Global private equity fund (PEF) manager Carlyle will acquire comprehensive home appliance company Chungho Nais and its affiliates. The purchase price is about 1 trillion won. Carlyle had continued negotiations to acquire all equity, including the stake held by the late founder Jeong Hwi-dong's former spouse.

According to the investment bank (IB) industry on the 4th, Carlyle recently signed a stock purchase agreement (SPA) to acquire all equity in Chungho Nais and Micro Filter, MCM, and Nice Engineering held by the Chungho Nais owner family.

Earlier, Chair Lee Kyung-eun, the spouse of the late chair Jeong, and their son Jeong Sang-hoon put Chungho Nais' management control on the market late last year. After the former chair died suddenly in Jun., funding for an inheritance tax exceeding 200 billion won became necessary.

According to the IB industry, several domestic and foreign private equity funds, including Blackstone and EQT Partners, reviewed the acquisition but reportedly withdrew midway because terms such as price did not match.

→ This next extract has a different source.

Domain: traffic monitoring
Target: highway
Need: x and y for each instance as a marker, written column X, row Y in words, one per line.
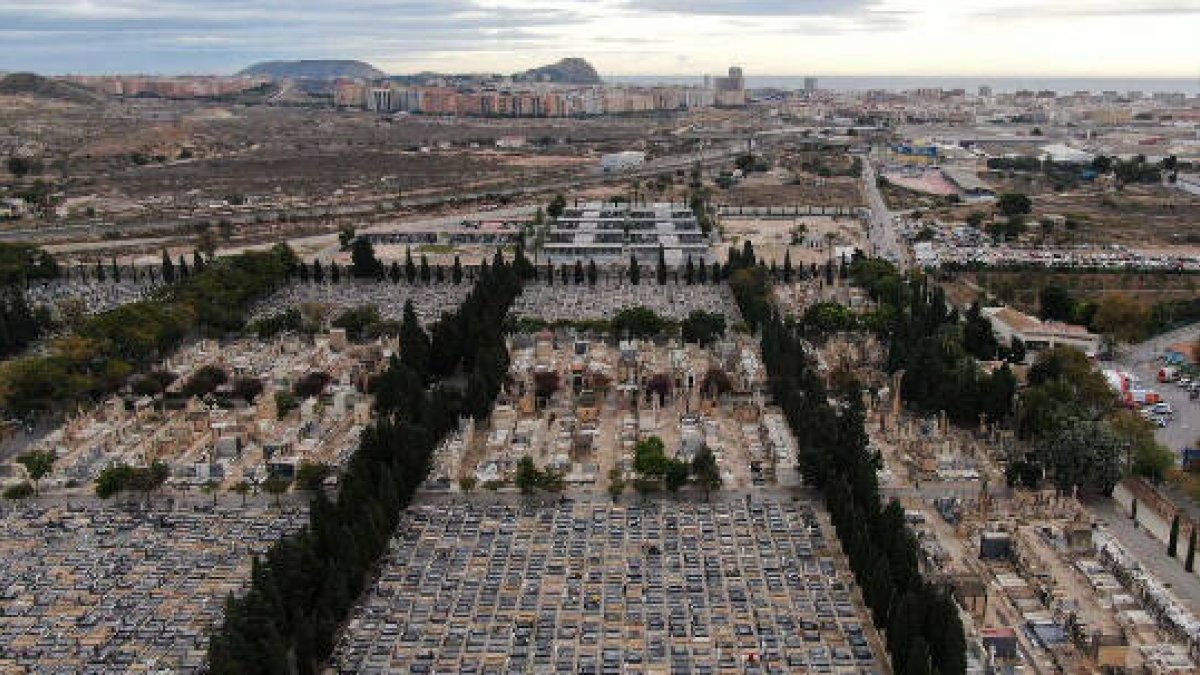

An industry official said, "Among them, Carlyle offered a price that matched the owner family's expectations, and the deal was concluded because Chair Lee happened to want to sell the company to a well-known global PE."

The biggest variable in this deal was the fate of the 75.1% equity in Chungho Nais that the late chair held while alive. That equity was inherited by Chair Lee Kyung-eun and their son Jeong Sang-hoon, while the family company Micro Filter held 12.99% and the late chair's younger brother, Vice Chair Jeong Hwi-cheol, held 8.18%.

However, a variable arose when the eldest son, Jeong Sung-hoon, born to the former spouse of the late chair, challenged the effectiveness of his father's will and filed a lawsuit to confirm the will's invalidity and to divide the inherited property. If Jeong is recognized only for the minimum legal right of a reserved portion, he would secure 10.7% equity in Chungho Nais, equivalent to about one-seventh of his father's equity, but if, through litigation, he is recognized for the full statutory share, he could inherit up to 21.5%, about two-sevenths of the late chair's equity.

The issue is that Carlyle initially hoped to acquire 100% equity in Chungho Nais. Because Chungho Nais is unlisted, unlike listed companies, public pressure on the controlling shareholder and checks on control—such as sending public letters from minority shareholders or soliciting proxy votes—are difficult, but if Jeong actively seeks to exercise rights under the Commercial Act, thorny issues could arise. Under the Commercial Act, shareholders with more than 3% equity are eligible to exercise minority shareholder rights, such as requesting to inspect and copy accounting books. Also, if Carlyle later resells Chungho Nais or seeks an initial public offering (IPO), the very structure of not having secured 100% equity could give acquirers or investors grounds to demand a price discount.

As Carlyle ultimately secured Chungho Nais' management control on a stable basis, the company plans to expand domestic market share while accelerating its push into overseas markets.